HOUSTON, May 30 (Xinhua) -- Governor of Texas Greg Abbott on Wednesday unveiled School and Firearm Safety Action Plan, involving millions of U.S. dollars of funding aimed at improving school safety across the State of Texas.
The plan contains 40 recommendations and includes proposals calling for increasing law enforcement presence at schools, strengthening existing campus security programs, enhancing firearm safety, and providing mental health evaluations that identify students at risk of harming others, among other things.
The recommendations identify some 110 million dollars in total funding, including 70 million dollars that is already or will soon be available to begin the work. The governor will have to work with Texas Legislature to fund 30 million dollars of that total.
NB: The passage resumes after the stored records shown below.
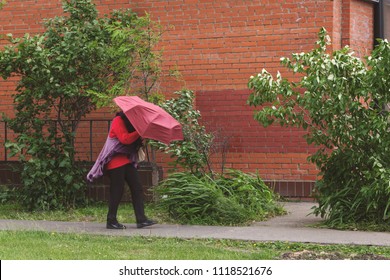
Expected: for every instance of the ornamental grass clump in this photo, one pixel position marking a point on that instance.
(234, 198)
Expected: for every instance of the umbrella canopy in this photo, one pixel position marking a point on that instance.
(150, 120)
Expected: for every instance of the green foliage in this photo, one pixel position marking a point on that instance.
(193, 153)
(133, 63)
(339, 101)
(232, 199)
(78, 63)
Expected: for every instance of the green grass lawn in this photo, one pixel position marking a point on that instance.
(33, 245)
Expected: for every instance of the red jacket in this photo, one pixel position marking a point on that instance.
(118, 130)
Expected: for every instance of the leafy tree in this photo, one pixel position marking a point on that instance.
(192, 154)
(61, 71)
(339, 100)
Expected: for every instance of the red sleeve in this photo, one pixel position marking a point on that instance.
(118, 130)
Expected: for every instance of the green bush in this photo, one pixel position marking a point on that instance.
(340, 101)
(232, 199)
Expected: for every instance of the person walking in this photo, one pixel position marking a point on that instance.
(118, 159)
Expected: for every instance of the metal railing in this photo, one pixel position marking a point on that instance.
(86, 129)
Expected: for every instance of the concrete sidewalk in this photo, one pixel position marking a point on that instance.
(293, 227)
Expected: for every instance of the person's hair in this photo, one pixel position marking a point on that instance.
(130, 128)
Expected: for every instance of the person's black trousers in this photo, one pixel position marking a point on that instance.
(118, 176)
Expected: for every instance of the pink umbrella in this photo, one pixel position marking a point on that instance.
(150, 120)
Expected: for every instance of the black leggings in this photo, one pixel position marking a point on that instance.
(118, 176)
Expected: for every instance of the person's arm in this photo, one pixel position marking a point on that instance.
(118, 130)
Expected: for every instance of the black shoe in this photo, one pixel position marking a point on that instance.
(115, 225)
(146, 223)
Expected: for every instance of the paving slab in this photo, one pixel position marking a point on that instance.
(296, 226)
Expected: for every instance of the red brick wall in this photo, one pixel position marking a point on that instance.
(216, 46)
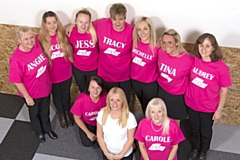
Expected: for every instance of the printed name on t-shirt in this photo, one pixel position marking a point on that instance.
(156, 147)
(83, 53)
(142, 54)
(114, 43)
(36, 62)
(138, 61)
(84, 44)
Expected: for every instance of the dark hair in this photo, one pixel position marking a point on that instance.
(216, 53)
(99, 81)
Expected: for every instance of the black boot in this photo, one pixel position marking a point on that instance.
(69, 118)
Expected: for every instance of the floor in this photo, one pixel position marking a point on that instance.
(18, 141)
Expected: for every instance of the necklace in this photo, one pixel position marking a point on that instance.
(155, 129)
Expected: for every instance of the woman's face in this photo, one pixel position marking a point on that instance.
(27, 41)
(205, 49)
(51, 25)
(169, 45)
(83, 22)
(143, 31)
(94, 89)
(118, 22)
(115, 102)
(156, 114)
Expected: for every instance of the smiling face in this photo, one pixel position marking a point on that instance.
(51, 25)
(205, 49)
(95, 90)
(169, 45)
(26, 41)
(156, 114)
(143, 31)
(83, 23)
(118, 22)
(115, 102)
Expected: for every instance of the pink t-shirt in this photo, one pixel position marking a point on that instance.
(206, 80)
(85, 53)
(115, 51)
(30, 68)
(87, 109)
(61, 68)
(158, 146)
(174, 72)
(144, 63)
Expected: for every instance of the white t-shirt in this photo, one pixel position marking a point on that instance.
(115, 136)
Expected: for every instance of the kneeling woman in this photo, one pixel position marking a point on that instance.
(86, 108)
(158, 136)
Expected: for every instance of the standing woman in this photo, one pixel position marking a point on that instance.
(158, 136)
(86, 108)
(144, 61)
(115, 127)
(206, 93)
(59, 52)
(85, 49)
(174, 65)
(29, 72)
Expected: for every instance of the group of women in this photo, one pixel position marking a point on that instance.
(107, 58)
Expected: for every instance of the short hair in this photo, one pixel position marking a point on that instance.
(216, 53)
(99, 81)
(152, 37)
(158, 103)
(176, 37)
(117, 9)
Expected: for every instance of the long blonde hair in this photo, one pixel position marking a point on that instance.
(44, 37)
(159, 103)
(122, 121)
(91, 29)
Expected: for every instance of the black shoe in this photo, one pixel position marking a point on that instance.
(52, 135)
(193, 154)
(41, 137)
(202, 156)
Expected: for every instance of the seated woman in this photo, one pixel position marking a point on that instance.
(116, 127)
(86, 108)
(158, 136)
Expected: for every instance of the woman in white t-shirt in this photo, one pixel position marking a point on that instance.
(115, 127)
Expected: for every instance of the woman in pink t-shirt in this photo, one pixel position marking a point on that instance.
(158, 136)
(206, 93)
(59, 52)
(85, 49)
(144, 61)
(86, 107)
(174, 65)
(29, 72)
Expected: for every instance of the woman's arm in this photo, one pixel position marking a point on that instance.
(102, 143)
(143, 150)
(23, 90)
(127, 145)
(223, 97)
(81, 124)
(173, 152)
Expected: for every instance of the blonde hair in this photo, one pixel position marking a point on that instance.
(44, 37)
(91, 29)
(176, 37)
(122, 121)
(152, 38)
(159, 103)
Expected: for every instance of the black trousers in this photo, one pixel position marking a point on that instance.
(39, 115)
(84, 138)
(61, 95)
(126, 86)
(82, 77)
(145, 92)
(201, 129)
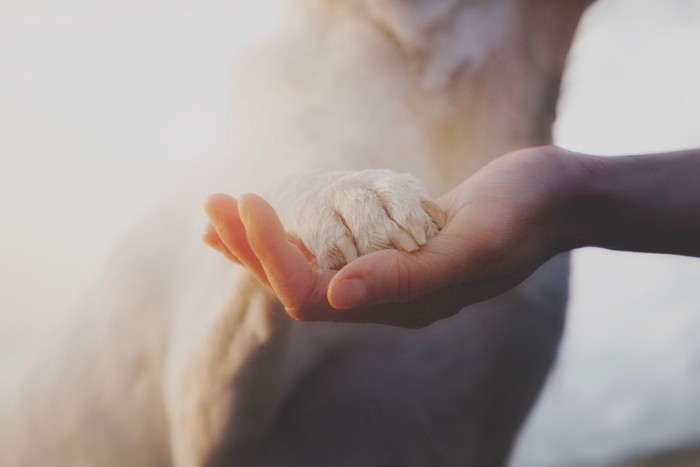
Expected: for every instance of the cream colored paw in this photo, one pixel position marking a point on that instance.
(362, 212)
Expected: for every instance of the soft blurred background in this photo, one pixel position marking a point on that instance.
(105, 105)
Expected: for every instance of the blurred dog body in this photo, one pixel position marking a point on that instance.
(177, 357)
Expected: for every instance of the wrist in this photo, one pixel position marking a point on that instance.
(584, 200)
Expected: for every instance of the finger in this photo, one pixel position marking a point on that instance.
(225, 217)
(294, 279)
(435, 212)
(212, 239)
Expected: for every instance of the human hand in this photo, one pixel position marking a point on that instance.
(502, 224)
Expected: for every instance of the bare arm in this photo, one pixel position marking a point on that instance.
(503, 223)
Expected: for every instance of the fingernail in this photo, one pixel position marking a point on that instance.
(350, 293)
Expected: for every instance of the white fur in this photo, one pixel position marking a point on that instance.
(177, 357)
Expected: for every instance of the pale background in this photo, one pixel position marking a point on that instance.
(103, 107)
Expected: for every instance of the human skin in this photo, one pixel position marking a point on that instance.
(502, 224)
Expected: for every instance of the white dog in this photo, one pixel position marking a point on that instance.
(178, 357)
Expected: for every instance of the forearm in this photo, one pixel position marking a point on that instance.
(648, 203)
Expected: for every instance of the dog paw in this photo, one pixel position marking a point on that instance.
(357, 213)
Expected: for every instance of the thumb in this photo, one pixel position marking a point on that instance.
(394, 276)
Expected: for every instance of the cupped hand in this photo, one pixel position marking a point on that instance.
(501, 225)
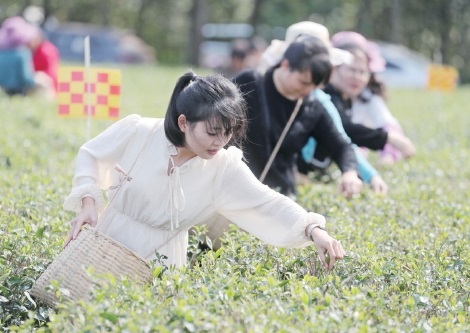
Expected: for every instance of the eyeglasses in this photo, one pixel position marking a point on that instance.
(356, 71)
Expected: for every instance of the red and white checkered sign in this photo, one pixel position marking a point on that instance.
(105, 92)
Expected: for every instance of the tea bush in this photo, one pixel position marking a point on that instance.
(407, 268)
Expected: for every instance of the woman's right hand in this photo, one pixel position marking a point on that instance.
(88, 214)
(402, 143)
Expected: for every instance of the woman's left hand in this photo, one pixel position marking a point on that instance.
(327, 245)
(378, 185)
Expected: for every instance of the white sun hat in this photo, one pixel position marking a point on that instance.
(273, 54)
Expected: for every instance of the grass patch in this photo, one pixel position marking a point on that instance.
(407, 269)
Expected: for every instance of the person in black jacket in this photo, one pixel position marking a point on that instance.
(271, 98)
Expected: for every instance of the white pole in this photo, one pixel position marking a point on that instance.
(87, 85)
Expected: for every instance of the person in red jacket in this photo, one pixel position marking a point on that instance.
(45, 58)
(17, 33)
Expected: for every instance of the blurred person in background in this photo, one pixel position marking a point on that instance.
(25, 43)
(346, 83)
(369, 108)
(317, 155)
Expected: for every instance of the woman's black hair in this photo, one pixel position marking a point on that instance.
(308, 52)
(213, 99)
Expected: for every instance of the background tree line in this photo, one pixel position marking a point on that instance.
(439, 29)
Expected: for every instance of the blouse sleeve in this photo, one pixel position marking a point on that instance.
(261, 211)
(95, 162)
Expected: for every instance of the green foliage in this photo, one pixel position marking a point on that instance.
(408, 262)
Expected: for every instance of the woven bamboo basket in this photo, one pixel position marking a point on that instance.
(90, 249)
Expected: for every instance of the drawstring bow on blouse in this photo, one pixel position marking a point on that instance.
(176, 200)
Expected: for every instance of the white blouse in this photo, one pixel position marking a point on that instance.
(151, 212)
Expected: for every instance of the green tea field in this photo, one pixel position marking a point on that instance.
(408, 254)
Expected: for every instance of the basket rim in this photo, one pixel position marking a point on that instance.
(112, 240)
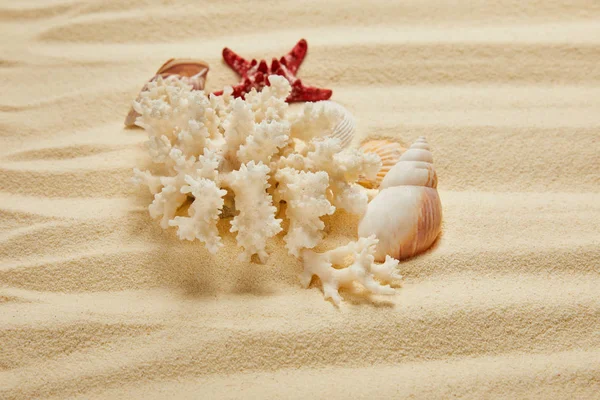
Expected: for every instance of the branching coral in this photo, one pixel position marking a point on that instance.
(256, 221)
(304, 193)
(250, 154)
(362, 269)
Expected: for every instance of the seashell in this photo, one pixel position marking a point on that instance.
(389, 152)
(193, 72)
(346, 127)
(406, 216)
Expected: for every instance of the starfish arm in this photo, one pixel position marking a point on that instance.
(236, 62)
(307, 93)
(294, 58)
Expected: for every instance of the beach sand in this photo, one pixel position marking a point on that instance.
(96, 301)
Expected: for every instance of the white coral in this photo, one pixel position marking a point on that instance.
(265, 141)
(344, 168)
(256, 220)
(362, 269)
(305, 195)
(240, 155)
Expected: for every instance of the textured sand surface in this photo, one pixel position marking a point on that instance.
(96, 301)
"This plan is a starting point, not an ending place," Abbott said in remarks carried by a press release. "It provides strategies that can be used before the next school year begins to keep our students safe when they return to school. This plan will make our schools safer and our communities safer."
On May 18, nine students and one teacher were killed and another 10 wounded when a shooter opened fire inside Santa Fe High School southeast of Houston, the largest city in the state.
During a press briefing following the shooting, Abbott described the shooting one of the most "hideous attacks" that has ever happened in the history of Texas schools.
In November 2017, a gunman barged into a church and murdered 26 people in Sutherland Springs, also in Texas.